Aux chers Frères et Sœurs de “La Vie Montante”,

1. Voici que votre mouvement chrétien des retraités célèbre près de Paris le vingt-cinquième anniversaire de sa fondation. Je m’associe très volontiers à ce Jubilé. Je félicite tous ceux qui ont contribué au cours de cette période au progrès de “La Vie Montante”, en France et en un certain nombre de pays représentés parmi vous, au point d’atteindre des centaines de milliers de membres actifs. Je me réjouis de penser que tant de personnes du troisième et du quatrième âge, grâce aux moyens de ce mouvement -réunions de réflexion et de prière, lecture des publications, liens d’amitié -, peuvent vivre plus intensément unies à Dieu, approfondir leur foi et en témoigner, s’entraider et proposer leurs services à la société et à l’Eglise, accueillir dans la sérénité et l’espérance le passage vers la vie éternelle. Puisse votre mouvement garder son dynamisme, animé du dedans par ses propres membres, apôtres de leurs semblables! Puisse-t-il s’ouvrir à d’autres, sans rien perdre de son inspiration chrétienne, et rayonner largement, comme la lumière et le sel de l’Evangile, dans le monde des retraités!

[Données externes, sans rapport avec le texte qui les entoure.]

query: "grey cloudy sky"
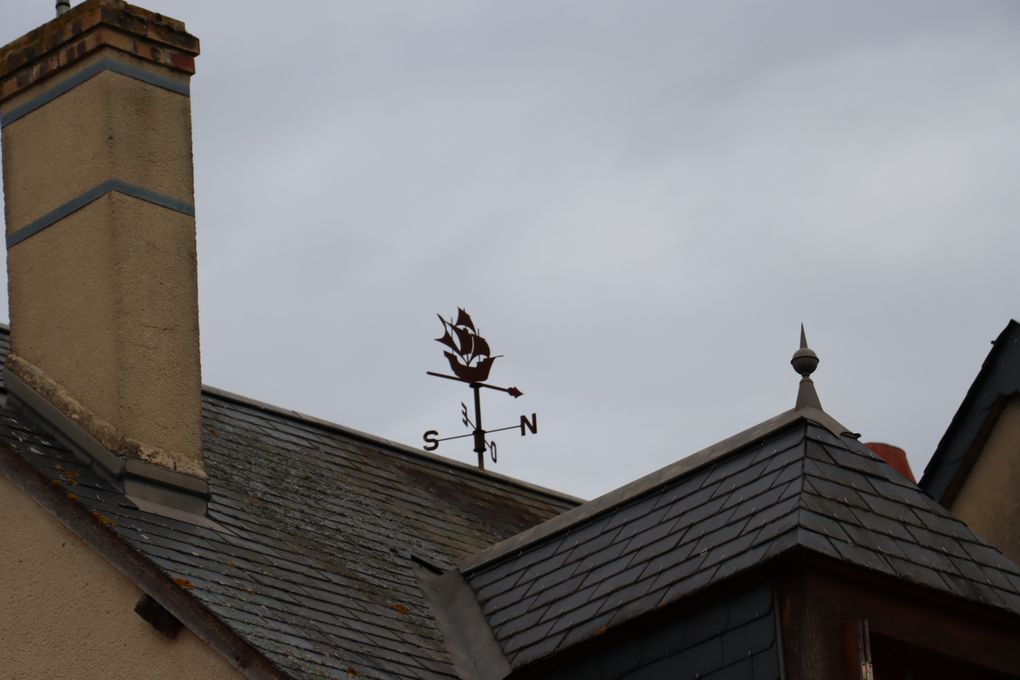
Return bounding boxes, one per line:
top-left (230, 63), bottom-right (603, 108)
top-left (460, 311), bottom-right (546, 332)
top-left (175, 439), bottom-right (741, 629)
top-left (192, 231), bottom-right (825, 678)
top-left (2, 1), bottom-right (1019, 499)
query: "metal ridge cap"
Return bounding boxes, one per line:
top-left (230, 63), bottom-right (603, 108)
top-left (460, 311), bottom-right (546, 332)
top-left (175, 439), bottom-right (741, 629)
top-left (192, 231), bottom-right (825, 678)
top-left (199, 383), bottom-right (585, 507)
top-left (460, 408), bottom-right (819, 575)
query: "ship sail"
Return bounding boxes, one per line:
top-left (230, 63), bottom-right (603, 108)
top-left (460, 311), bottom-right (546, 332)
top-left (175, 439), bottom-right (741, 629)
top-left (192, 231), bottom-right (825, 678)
top-left (435, 308), bottom-right (499, 382)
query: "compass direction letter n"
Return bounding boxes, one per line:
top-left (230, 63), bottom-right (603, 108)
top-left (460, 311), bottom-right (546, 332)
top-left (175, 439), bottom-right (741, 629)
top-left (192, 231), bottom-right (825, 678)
top-left (520, 413), bottom-right (538, 437)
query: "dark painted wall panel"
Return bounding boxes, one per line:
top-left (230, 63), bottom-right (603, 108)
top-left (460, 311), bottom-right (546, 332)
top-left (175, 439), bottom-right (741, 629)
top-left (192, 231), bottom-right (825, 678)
top-left (537, 582), bottom-right (780, 680)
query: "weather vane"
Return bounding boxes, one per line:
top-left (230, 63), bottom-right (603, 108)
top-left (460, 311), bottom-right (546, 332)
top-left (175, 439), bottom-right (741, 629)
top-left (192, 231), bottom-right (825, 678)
top-left (423, 308), bottom-right (538, 469)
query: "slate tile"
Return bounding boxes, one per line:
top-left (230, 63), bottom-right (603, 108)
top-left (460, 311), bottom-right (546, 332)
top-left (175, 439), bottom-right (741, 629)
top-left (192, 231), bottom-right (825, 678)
top-left (905, 525), bottom-right (969, 559)
top-left (727, 484), bottom-right (791, 525)
top-left (852, 506), bottom-right (916, 542)
top-left (685, 503), bottom-right (738, 543)
top-left (804, 476), bottom-right (867, 510)
top-left (712, 459), bottom-right (772, 499)
top-left (573, 540), bottom-right (631, 581)
top-left (766, 460), bottom-right (801, 492)
top-left (503, 618), bottom-right (558, 655)
top-left (606, 495), bottom-right (661, 532)
top-left (884, 556), bottom-right (949, 592)
top-left (488, 594), bottom-right (539, 628)
top-left (867, 477), bottom-right (927, 509)
top-left (659, 563), bottom-right (721, 609)
top-left (751, 425), bottom-right (807, 464)
top-left (640, 539), bottom-right (697, 581)
top-left (647, 552), bottom-right (707, 593)
top-left (829, 539), bottom-right (895, 577)
top-left (722, 615), bottom-right (775, 665)
top-left (911, 508), bottom-right (970, 539)
top-left (559, 610), bottom-right (616, 650)
top-left (615, 506), bottom-right (672, 544)
top-left (607, 585), bottom-right (673, 631)
top-left (566, 525), bottom-right (623, 566)
top-left (579, 549), bottom-right (639, 591)
top-left (593, 562), bottom-right (648, 600)
top-left (595, 579), bottom-right (656, 619)
top-left (672, 634), bottom-right (724, 677)
top-left (711, 541), bottom-right (771, 584)
top-left (547, 598), bottom-right (604, 636)
top-left (702, 451), bottom-right (759, 489)
top-left (797, 528), bottom-right (840, 560)
top-left (664, 482), bottom-right (725, 522)
top-left (652, 473), bottom-right (706, 511)
top-left (842, 524), bottom-right (908, 561)
top-left (800, 492), bottom-right (858, 526)
top-left (761, 441), bottom-right (806, 476)
top-left (798, 509), bottom-right (851, 543)
top-left (540, 582), bottom-right (601, 625)
top-left (493, 603), bottom-right (550, 640)
top-left (721, 469), bottom-right (782, 511)
top-left (750, 510), bottom-right (798, 548)
top-left (522, 560), bottom-right (579, 599)
top-left (623, 515), bottom-right (684, 556)
top-left (700, 530), bottom-right (760, 573)
top-left (532, 572), bottom-right (589, 610)
top-left (512, 629), bottom-right (568, 667)
top-left (804, 424), bottom-right (844, 447)
top-left (726, 583), bottom-right (773, 626)
top-left (961, 541), bottom-right (1018, 572)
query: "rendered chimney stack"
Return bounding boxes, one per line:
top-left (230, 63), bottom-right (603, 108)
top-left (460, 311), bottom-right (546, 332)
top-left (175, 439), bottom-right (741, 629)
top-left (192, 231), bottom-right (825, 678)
top-left (0, 1), bottom-right (204, 482)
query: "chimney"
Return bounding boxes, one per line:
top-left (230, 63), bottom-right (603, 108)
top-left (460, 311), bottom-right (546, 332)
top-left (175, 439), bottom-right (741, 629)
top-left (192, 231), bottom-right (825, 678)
top-left (0, 1), bottom-right (206, 510)
top-left (864, 442), bottom-right (916, 483)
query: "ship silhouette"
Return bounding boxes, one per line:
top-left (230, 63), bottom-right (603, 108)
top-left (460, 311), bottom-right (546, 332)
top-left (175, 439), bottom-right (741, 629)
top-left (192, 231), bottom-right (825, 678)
top-left (435, 308), bottom-right (501, 383)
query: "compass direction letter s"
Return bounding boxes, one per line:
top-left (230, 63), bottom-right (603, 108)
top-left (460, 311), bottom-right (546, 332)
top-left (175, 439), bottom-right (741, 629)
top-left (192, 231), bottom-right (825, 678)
top-left (423, 430), bottom-right (439, 451)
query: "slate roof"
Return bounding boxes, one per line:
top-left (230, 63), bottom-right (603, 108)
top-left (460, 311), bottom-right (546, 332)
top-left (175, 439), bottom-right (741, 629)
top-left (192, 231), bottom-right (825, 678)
top-left (550, 583), bottom-right (780, 680)
top-left (0, 329), bottom-right (578, 680)
top-left (463, 414), bottom-right (1020, 670)
top-left (921, 319), bottom-right (1020, 504)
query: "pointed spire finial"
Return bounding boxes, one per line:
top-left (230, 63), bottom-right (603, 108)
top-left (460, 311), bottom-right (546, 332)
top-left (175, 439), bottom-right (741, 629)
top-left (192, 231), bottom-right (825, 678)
top-left (791, 324), bottom-right (822, 409)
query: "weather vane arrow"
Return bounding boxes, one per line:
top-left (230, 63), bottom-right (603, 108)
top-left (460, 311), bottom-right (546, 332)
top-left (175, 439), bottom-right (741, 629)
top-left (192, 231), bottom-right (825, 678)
top-left (422, 308), bottom-right (538, 469)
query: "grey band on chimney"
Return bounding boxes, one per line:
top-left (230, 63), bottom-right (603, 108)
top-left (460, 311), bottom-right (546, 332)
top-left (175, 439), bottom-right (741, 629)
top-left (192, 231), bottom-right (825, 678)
top-left (6, 179), bottom-right (195, 249)
top-left (0, 57), bottom-right (190, 128)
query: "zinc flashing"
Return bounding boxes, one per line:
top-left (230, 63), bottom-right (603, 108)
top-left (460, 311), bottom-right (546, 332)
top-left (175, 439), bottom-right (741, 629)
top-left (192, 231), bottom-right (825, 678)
top-left (5, 367), bottom-right (211, 523)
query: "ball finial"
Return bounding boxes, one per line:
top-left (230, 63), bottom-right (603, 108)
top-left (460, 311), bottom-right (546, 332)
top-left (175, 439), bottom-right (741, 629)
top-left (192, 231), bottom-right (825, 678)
top-left (790, 323), bottom-right (819, 378)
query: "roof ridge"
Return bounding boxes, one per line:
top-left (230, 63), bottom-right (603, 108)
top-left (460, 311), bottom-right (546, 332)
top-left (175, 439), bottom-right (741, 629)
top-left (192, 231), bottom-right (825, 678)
top-left (200, 384), bottom-right (584, 507)
top-left (461, 410), bottom-right (842, 574)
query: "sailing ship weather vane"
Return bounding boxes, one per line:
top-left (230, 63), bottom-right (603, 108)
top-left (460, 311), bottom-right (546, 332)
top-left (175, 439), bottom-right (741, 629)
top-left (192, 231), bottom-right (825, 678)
top-left (423, 308), bottom-right (538, 469)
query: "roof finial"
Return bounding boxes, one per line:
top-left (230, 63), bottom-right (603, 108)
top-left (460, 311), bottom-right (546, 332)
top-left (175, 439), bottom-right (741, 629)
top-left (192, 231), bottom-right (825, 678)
top-left (791, 324), bottom-right (822, 410)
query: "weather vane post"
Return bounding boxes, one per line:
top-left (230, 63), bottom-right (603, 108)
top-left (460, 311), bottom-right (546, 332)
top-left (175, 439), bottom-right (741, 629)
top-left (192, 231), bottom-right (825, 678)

2. Déjà à Rome, le 4 octobre 1982, j’avais eu la joie de m’entretenir avec vos pèlerins, et de préciser en quel sens “La Vie Montante” pouvait justifier son appellation, et apporter une contribution originale sur le plan de la spiritualité, de l’apostolat, de l’amitié. Tous les aspects alors soulignés, toutes les orientations alors tracées, gardent leur valeur pour l’avenir de votre mouvement, et je vous invite à les approfondir et à les vivre. Je le dis avec conviction: l’étape que vous vivez, malgré une certaine souffrance d’avoir une activité réduite et des responsabilités plus discrètes, et malgré bien d’autres épreuves, est aussi un temps de grâce: vous disposez de loisir et d’une liberté d’esprit que ne vous laissaient pas la vie professionnelle et la vie familiale avec les jeunes enfants; vous pouvez mieux vous mettre à l’écoute de la Parole de Dieu, vous livrer davantage à la prière personnelle et communautaire, vous cultiver, réfléchir aux événements sous le regard de Dieu, les envisager avec une nouvelle ouverture d’esprit, c’est-à-dire avec plus de recul et de confiance en Dieu, entretenir des relations humaines avec une plus grande disponibilité, et participer d’une autre manière au service de l’Eglise ou des hommes dans le besoin.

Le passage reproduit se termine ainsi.